43 宙を飛ぶ鯨
羽黒祐介は、さっと髪をかき上げると少し戸惑ったかのようだったが、すぐににっこりと笑って、すみれにこう語り出した。
「十一月の……あれは下旬のことだったと思いますが、確か根来さんが何者かに襲撃されたということでしたね。この事件は、まさにこの瞬間から始まったとみて、まず間違いないと思うのですが……」
「そうかもしれません。でも、まだ長谷川さんの事件と同一犯かどうか分かってなくて……」
「ふんふん」
祐介は、何度か頷くとまた瞑想的なひとりの世界に没入したように、考え込んでしまう。しばらくして……。
「ヘルメットをかぶった人間が日本刀で斬りかかってきた。それで、その後、根来さんはその人物に襲撃されていないのですね?」
「……されていたら、とっくに話してます」
すみれは祐介とこんな話をしていたくないもので、少し不満げな口調で言った。
「長谷川刑事を殺害したのも、その首を切断したのも、やはり日本刀でしたね?」
「斬り口からみて……」
すみれはそう呟くと、祐介の目を見て頷いた。
「すみれさん。妙だとは思いませんか。なぜ犯人は日本刀なんてものを犯行に使用したのでしょう。持ち運びに便利とは言えませんし、少なくとも、武術を嗜んでいる人間でないと思い通りには扱えないでしょう。そうしますと、犯人像は自ずと絞られてくる……」
「それがトリックなんですよ。推理小説ってそういうものだもの」
すみれは、これが推理小説なんかではないことは百も承知だった。しかし、半ば投げやりな気持ちで祐介にそうぶつけてみた。
「なるほど、すみれさんは面白いことを仰いますね。

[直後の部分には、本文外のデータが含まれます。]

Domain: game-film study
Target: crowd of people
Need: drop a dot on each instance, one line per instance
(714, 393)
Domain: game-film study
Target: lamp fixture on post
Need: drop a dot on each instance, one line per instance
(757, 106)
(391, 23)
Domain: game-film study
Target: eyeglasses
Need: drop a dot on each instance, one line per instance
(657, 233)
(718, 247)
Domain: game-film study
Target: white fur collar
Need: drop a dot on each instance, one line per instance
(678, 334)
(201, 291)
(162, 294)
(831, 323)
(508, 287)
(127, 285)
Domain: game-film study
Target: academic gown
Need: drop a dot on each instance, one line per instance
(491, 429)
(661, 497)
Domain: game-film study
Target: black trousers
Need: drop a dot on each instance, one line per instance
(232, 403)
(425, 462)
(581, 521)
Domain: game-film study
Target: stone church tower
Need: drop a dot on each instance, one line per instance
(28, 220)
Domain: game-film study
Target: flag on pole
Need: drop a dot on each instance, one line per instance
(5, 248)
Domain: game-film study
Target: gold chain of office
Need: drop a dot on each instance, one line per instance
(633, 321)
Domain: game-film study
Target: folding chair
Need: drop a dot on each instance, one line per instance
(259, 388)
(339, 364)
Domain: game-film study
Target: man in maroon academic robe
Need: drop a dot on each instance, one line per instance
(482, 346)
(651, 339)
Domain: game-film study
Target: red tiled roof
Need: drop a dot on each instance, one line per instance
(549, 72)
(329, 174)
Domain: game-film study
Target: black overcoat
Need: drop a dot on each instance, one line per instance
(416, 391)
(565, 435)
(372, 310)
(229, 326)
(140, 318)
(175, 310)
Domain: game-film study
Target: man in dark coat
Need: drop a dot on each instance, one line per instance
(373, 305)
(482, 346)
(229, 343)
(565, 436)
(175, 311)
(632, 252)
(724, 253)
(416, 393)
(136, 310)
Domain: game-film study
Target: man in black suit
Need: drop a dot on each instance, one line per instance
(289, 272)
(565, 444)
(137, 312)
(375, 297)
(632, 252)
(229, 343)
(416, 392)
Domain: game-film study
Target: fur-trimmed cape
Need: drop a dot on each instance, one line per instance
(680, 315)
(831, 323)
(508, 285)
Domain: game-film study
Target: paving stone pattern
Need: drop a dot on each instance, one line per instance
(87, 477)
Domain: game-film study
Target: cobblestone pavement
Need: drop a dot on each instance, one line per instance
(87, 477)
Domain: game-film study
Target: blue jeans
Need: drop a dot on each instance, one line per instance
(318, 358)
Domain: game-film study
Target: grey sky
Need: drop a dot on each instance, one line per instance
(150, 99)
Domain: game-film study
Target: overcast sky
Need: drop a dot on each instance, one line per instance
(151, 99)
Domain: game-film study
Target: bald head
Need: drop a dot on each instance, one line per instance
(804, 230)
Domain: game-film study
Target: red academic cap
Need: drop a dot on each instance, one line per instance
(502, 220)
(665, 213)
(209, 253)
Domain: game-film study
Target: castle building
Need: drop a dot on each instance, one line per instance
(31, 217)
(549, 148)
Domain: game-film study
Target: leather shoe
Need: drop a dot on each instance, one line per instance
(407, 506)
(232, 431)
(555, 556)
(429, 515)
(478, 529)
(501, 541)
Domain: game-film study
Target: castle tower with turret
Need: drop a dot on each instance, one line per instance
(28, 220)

確かに、犯人は武術を嗜んでいる人間だと思い込ませることがトリックなのかもしれません。すると、犯人はかえって、貧弱な体格の持ち主なのかもしれませんね……」
「ええ、そうです。そういうパターンなんです」
すみれはそう言うと、噴水の方をちらちら見た。噴き上がる水飛沫が冷たい風を呼んでいる。振り返れば、大きな鯨が宙を飛んでいる。すみれは、なぜだか、私もあの鯨みたいになりたいな、とほとんど無意識にそう思った。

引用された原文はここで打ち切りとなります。